Chinese human rights lawyer Li Heping was convicted of the crime of ‘subverting state power’ on 28 April and given a three-year prison sentence, which has been suspended for four years. In this time he will have his political rights suspended and will likely be placed under constant supervision. 

Li Heping has been detained since the ‘709 crackdown’ on human rights lawyers in July 2015, during which time he has been held incommunicado and is believed to have been tortured. Li is a Christian human rights lawyer who spent his career defending the rights of religious minorities and other victims of human rights violations in China. Christian Solidarity Worldwide (CSW) has been protesting his detention since his arrest and on 26 October 2017, presented a petition with 2,148 signatories to the Chinese Embassy calling for his release. 

Li’s trial began in secret on 25 April 2017. According to the court notification, Li pleaded guilty in the trial, and said he would not appeal. He also reportedly thanked the court. It is likely that his defence lawyer was state-appointed because the two lawyers appointed by Li's family were not aware of the trial.  

Although the suspension of Li’s sentence means that he ought to have been released and reunited with his family, he is yet to be released.

Wang Qiaoling, Li Heping’s wife, has been outspoken about the injustices against Li and their family and has faced significant intimidation. According to China Aid, Li was coerced by the government to contact Wang and encourage her to travel to Tianjin to collect him. It is believed that this was an attempt by the Chinese government to apprehend Wang. Wang informed Li that she feared losing her freedom and told him to come to Beijing. Li said that he understood, and the call was disconnected.

In statements translated by China Change, Wang Qiaoling forcefully spoke about the injustice faced by her family: 

“They told me that I should be happy with this outcome, because ‘your husband can come home.’ You lock someone up and torture them for nearly two years, and now you come and tell me that this is the best outcome? Why didn’t the family even know about the trial? If the sentence was pronounced today in the court in Tianjin, why was his lawyer [not] there? You come here trying to make me buy this story, but all you want to really do is make sure our whole family is under house arrest and that Li Heping stays in captivity, and that I stay silent.”

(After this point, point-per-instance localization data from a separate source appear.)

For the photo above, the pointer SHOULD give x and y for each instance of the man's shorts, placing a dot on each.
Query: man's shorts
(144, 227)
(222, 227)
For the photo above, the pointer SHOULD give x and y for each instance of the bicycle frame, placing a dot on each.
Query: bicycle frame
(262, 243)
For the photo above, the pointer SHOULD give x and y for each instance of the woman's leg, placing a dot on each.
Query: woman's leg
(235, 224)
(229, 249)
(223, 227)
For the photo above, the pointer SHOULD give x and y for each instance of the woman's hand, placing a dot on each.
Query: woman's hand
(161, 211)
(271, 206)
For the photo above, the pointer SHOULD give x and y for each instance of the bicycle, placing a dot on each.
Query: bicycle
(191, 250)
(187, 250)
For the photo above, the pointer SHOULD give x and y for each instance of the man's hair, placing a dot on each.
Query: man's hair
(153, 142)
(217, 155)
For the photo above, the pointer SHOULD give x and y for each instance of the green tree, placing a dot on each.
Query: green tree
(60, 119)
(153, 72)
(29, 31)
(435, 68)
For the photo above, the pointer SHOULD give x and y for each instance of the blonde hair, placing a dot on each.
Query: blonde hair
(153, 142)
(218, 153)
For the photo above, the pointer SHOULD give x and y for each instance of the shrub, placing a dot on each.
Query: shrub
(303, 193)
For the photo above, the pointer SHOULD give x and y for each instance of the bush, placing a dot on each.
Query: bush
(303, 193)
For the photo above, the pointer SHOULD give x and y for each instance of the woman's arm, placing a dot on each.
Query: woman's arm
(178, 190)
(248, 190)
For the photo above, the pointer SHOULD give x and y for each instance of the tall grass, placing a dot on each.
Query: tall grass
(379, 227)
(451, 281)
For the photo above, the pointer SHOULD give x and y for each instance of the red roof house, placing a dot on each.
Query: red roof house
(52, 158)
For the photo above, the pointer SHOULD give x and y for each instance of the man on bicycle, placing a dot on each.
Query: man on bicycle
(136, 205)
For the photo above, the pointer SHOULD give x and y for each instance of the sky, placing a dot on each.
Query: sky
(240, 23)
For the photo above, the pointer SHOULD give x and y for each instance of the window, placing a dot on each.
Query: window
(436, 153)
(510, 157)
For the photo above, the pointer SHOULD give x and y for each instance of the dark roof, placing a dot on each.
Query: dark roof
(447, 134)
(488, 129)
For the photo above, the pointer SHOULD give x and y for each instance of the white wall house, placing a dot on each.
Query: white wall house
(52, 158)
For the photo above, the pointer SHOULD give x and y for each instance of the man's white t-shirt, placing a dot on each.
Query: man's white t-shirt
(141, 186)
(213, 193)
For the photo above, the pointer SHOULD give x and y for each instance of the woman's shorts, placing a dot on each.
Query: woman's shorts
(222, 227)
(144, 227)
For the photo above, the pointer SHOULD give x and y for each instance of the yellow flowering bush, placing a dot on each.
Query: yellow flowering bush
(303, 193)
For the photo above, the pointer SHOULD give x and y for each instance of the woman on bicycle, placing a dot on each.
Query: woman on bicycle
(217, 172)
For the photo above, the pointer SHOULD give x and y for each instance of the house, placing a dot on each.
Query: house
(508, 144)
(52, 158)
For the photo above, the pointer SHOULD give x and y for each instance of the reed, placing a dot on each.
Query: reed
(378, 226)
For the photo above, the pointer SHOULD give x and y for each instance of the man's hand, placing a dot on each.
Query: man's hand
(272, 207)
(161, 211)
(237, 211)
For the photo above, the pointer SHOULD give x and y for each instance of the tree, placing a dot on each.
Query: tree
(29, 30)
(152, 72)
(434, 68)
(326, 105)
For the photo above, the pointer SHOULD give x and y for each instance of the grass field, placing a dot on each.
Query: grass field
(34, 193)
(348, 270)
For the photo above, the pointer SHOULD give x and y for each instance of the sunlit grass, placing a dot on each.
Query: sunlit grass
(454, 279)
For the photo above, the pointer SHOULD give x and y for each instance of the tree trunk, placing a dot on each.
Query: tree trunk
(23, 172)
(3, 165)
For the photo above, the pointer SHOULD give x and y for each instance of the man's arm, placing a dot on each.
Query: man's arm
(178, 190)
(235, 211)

CSW’s Chief Executive Mervyn Thomas said: “Although this suspended sentence has been dressed up by the Chinese authorities as a reprieve for Li Heping, he is neither free nor safe from future imprisonment and violations. He is yet to have been released despite the sentence having been supposedly ‘suspended’ for four years, and even if he is released, his safety, and that of his family, cannot be guaranteed. We note similarities with the case of prominent human rights lawyer Gao Zhisheng, who was sentenced to three years in prison with a probation period of five years in 2006, during which he was forcibly disappeared six times and severely tortured in detention. Li and his family may be vulnerable to similar treatment. We are also deeply concerned for the safety of his wife Qiaoling, whose words provide a vivid reminder that Li’s sentence is a miscarriage of justice and should be overturned by the Chinese government immediately. We call on the Chinese authorities to guarantee the family’s safely and ensure that Li Heping is released immediately.”